Fe, esperanza y amor. El apóstol Pablo nos enseña que estas tres cosas permanecen inmutables hasta el final de los tiempos (1° Corintios 13:13) y que contienen la fuerza para sacar a cualquier persona adelante. Es por eso que en el SDF acentuamos el mensaje de fe, sin la cual es imposible agradar a Dios (Hebreos 11:6). La fe es necesaria para todo, nada se obtiene sin ella. Enseñarle a la gente a usar su fe y desarrollarla para lo más cotidiano es nuestra misión. Junto con ella se halla la esperanza; esperar con fe y gozo aquello que todavía no tenemos o todavía no somos pero que sabemos que hemos de obtener (2° Tesalonicenses 2:16). A esto le llamamos “El mensaje de sueños y visiones”. Enseñamos a soñar. Los sueños y las visiones son expresiones a través de los cuales el Espíritu Santo se revela a nuestras vidas depositando un propósito definido por el cual luchar. Muchas personas viven desesperanzadas porque no hayan sentido a sus vidas, no encuentran un motivo por el cual valga la pena esforzarse, luchar; han perdido los sueños. El Salmo 126 nos enseña que una de las características de aquellos que conocen al Dios de la Biblia es que recuperan las ganas de soñar, de proyectarse, de ser visionarios. El SDF esta comprometido en ayudar a que cada persona identifique su sueño y aprenda a alcanzarlo y desarrollarlo al máximo. Por ultimo, aunque no por ello menos importante, sino todo lo contrario, esta el amor, el cual desde el SDF hemos decidido predicarlo con hechos concretos. Hemos descubierto que la mejor manera de predicar del amor de Cristo, del amor puro, es impartiéndolo. Muchas personas se llenan la boca hablando de amor, misericordia, unidad pero con sus hechos hacen todo lo contrario. Hay iglesias y pastores que se han olvidado de practicar el amor, para ellos todo pasa por los números, el éxito, los resultados, los logros, etc. Las personas son una mera estadística en sus registros. En el SDF nos interesa el crecimiento, el éxito, los resultados; seriamos mentirosos si lo negáramos, pero hemos entendido que todo lo que podamos hacer o lograr sin amor no vale nada, no es más que vanagloria ante Dios. Es por ello que nos esforzamos en mantener el amor puro a través de gestos concretos.
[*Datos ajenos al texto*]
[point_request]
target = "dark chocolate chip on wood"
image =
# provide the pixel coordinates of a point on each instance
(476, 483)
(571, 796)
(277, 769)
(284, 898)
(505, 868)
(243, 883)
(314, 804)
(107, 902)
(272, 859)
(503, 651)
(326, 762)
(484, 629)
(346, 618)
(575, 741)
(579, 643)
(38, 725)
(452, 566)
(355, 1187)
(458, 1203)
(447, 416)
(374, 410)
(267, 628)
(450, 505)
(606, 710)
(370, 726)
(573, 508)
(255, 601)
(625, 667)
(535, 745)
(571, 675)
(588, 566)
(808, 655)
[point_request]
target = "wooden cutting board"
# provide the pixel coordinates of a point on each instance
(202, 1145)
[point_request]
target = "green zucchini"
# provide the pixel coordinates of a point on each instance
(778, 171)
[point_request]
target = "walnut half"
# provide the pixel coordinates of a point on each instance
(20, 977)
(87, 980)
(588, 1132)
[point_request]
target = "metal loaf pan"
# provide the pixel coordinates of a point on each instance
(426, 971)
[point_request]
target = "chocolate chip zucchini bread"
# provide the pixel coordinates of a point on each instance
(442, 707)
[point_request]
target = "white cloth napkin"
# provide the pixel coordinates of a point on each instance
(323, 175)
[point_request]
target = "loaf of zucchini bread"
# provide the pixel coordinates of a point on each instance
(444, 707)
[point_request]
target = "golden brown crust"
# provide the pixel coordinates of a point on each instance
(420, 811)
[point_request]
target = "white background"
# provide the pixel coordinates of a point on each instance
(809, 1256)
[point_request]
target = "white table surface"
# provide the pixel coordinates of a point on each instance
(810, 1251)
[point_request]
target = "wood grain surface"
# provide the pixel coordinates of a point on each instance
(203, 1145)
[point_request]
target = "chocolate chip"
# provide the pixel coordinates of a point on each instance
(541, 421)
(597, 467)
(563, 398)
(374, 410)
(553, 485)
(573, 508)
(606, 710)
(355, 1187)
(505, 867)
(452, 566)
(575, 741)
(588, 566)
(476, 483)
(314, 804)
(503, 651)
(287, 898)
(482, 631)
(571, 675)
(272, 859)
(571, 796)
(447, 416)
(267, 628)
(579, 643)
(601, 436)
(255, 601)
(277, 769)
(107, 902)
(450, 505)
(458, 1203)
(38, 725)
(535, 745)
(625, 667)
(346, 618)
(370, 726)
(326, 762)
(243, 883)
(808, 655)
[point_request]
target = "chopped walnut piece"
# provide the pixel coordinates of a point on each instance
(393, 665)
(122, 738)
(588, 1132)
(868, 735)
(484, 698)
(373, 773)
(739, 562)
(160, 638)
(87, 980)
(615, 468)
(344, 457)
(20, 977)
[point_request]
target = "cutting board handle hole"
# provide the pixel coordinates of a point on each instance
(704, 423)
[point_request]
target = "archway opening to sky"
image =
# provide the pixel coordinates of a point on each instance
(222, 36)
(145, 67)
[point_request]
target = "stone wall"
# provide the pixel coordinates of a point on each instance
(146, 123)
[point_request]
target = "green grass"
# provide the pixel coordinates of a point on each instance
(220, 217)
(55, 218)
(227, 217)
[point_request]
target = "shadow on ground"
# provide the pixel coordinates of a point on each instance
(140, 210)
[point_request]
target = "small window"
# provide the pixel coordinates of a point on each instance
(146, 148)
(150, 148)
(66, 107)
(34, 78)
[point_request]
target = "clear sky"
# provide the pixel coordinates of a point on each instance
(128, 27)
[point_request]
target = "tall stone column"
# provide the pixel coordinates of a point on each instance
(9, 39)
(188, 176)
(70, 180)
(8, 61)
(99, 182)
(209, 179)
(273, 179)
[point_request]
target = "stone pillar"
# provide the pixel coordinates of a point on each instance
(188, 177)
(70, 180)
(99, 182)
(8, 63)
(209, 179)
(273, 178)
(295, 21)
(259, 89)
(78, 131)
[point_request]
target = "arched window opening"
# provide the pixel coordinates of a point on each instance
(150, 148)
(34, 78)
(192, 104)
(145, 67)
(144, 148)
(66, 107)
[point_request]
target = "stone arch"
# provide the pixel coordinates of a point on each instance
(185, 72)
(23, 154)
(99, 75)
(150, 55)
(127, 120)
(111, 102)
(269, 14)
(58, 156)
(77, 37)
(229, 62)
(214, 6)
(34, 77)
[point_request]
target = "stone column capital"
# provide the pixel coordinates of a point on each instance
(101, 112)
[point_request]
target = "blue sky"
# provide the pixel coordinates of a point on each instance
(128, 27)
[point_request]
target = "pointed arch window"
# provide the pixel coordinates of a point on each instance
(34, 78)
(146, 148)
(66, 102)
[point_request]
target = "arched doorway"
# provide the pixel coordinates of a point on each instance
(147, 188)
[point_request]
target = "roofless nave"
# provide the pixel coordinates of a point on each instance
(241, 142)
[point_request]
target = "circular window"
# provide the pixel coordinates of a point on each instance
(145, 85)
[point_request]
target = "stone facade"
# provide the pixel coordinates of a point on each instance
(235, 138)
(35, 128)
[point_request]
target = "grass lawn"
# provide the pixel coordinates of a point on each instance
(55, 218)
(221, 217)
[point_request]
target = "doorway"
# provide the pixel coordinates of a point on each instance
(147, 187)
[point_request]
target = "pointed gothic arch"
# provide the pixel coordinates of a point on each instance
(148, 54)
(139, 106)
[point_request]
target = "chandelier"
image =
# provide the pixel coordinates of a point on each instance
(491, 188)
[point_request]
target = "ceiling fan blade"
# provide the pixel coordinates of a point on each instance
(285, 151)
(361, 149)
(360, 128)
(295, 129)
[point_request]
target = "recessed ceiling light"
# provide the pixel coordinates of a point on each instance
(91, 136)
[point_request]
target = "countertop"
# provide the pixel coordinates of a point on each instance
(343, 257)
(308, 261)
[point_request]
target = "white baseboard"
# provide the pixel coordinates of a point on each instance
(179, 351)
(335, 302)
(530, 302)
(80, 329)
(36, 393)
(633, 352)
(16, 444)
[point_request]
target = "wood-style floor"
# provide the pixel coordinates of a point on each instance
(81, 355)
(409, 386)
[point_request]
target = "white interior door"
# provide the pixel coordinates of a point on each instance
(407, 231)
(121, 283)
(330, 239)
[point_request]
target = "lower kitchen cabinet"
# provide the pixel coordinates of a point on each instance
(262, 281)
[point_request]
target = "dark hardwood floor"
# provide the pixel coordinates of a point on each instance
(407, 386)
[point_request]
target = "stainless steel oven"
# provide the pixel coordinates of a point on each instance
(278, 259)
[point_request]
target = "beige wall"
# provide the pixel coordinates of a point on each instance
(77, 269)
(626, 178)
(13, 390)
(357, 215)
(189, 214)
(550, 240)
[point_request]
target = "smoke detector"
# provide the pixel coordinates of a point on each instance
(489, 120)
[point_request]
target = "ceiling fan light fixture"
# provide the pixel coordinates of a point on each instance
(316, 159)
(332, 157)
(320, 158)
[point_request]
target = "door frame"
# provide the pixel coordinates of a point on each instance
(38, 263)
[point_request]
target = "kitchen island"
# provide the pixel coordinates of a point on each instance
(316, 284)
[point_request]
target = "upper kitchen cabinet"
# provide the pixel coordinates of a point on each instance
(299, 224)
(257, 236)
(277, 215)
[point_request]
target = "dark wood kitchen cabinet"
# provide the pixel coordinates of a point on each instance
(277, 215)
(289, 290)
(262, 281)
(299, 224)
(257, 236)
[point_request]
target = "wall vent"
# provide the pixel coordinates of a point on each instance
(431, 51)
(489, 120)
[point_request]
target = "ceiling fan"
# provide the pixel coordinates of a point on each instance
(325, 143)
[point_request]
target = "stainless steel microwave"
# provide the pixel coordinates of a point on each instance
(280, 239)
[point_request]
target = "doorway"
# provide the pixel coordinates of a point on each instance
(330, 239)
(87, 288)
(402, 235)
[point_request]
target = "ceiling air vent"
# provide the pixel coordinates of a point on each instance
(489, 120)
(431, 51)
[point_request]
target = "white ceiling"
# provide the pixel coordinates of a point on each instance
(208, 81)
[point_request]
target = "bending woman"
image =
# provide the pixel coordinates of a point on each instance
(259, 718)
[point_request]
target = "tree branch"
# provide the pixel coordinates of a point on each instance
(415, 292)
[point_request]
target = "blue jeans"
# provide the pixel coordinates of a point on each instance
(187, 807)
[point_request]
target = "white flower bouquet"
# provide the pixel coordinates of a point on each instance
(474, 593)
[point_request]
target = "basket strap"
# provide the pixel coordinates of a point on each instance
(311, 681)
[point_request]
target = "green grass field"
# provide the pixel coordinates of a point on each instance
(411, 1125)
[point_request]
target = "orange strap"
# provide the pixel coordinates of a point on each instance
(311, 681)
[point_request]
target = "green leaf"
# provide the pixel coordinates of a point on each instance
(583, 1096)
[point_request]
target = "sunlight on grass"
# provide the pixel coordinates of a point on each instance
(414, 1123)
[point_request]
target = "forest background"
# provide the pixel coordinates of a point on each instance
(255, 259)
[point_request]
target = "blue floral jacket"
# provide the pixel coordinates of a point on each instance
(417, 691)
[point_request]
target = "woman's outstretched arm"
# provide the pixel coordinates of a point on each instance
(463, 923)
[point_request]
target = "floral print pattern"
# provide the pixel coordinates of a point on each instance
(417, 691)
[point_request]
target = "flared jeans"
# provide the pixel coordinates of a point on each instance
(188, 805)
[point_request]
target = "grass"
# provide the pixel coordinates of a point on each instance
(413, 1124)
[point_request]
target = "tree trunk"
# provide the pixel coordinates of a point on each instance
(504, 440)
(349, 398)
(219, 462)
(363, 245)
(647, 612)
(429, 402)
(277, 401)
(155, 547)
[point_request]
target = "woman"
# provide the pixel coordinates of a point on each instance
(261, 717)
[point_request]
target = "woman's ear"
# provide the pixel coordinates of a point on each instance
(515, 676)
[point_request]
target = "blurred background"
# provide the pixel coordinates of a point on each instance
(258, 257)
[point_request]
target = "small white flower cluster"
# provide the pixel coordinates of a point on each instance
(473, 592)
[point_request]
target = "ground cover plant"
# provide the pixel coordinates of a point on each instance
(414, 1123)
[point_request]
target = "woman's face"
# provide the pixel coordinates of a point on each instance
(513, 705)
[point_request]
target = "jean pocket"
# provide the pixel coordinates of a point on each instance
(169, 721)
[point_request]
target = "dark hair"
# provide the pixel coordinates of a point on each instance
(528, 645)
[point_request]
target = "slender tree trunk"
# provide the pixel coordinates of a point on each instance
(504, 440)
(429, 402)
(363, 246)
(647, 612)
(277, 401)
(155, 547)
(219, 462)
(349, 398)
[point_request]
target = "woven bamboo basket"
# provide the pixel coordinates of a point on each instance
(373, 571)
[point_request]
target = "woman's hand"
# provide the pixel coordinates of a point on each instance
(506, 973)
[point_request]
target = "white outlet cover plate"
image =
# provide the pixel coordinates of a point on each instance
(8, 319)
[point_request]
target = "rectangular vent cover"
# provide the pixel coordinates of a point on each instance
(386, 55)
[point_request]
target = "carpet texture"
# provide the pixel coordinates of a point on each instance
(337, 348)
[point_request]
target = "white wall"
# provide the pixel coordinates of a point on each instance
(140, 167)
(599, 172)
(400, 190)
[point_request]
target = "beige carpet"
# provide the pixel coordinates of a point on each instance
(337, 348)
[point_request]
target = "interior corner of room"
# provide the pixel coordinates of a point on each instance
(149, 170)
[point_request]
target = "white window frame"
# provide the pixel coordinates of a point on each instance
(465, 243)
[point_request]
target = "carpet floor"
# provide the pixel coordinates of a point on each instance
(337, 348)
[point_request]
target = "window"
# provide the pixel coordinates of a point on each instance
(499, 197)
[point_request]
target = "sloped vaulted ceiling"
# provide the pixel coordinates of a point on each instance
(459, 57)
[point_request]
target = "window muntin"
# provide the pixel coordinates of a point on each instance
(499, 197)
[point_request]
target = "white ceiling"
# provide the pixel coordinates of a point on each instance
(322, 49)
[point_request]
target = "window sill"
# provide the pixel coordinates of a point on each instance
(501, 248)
Ninguno de nuestros pastores es “Vip”, ninguno es “Inaccesible”,  nuestros pastores son del pueblo y para el pueblo, tienen “olor a oveja” caminan entre ellas, las conocen, y se preocupan realmente por sus necesidades. Cualquier persona puede acercarse a hablar con el pastor, de hecho cada uno de ellos están para atender a cada persona en forma particular. Enseñamos asimismo a nuestros lideres y obreros a tratar bien a las personas, estimándolas como superiores a nosotros mismos (Filipenses 2:3). Cuando una persona entra a un SDF debe ser bien recibida y atendida, debe sentirse en un ambiente cálido y entre amigos, como si conociera a la gente de toda la vida de esta manera tendrá de deseos de regresar.